There were 49 active-duty officers in the NYPD who died by suicide between 2010 and this year, the inspector general’s report said.

According to the report’s results of a survey sent to all uniformed NYPD personnel who left the department in 2016 — to which about 15 percent responded:

A quarter of respondents — 44 out of 174 — reported experiencing “at least one period of emotional stress, trauma, or substance abuse during their careers” that caused them to consider seeking help, but only two thirds actually did.

Half of the respondents who considered seeking help feared the NYPD or colleagues would find out.

The NYPD has accepted the report’s recommendations, according to the response, by the NYPD’s deputy commissioner for risk management bureau, Jeffrey Schlanger.
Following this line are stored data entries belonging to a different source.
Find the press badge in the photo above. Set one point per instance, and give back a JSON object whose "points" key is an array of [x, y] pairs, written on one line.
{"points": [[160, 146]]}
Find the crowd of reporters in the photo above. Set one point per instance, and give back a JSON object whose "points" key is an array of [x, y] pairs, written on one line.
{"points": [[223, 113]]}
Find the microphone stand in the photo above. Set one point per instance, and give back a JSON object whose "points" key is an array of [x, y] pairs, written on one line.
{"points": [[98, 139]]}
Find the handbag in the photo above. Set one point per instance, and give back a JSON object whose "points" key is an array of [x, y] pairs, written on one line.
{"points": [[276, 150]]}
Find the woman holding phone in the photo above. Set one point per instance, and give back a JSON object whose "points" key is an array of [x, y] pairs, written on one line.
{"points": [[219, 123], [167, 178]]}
The data to be mined — and incorporated into the NYPD’s existing early-intervention program known as the Risk Assessment Information Liability System, or RAILS — will factor into a new “officer wellness” category. The data will also be fused with indicators such as “officers involved in personal domestic incidents or alcohol-related offenses,” to which the Internal Affairs Bureau has access, according to the report.

“Although IAB houses these data,” the report says, “NYPD does not actively review them for trends nor is such information fed into RAILS as performance indicators that could be used to identify at-risk officers who may require officer wellness intervention.”

The report did not name which prescription drugs, or category of prescription drugs, are to be reevaluated but, according to Stu London, an outside attorney for the NYPD’s Police Benevolent Association labor union, the department already scrutinizes an officer taking any prescription drug that could impair the ability to handle a firearm.

The NYPD’s press office did not immediately respond to an email Tuesday seeking more information.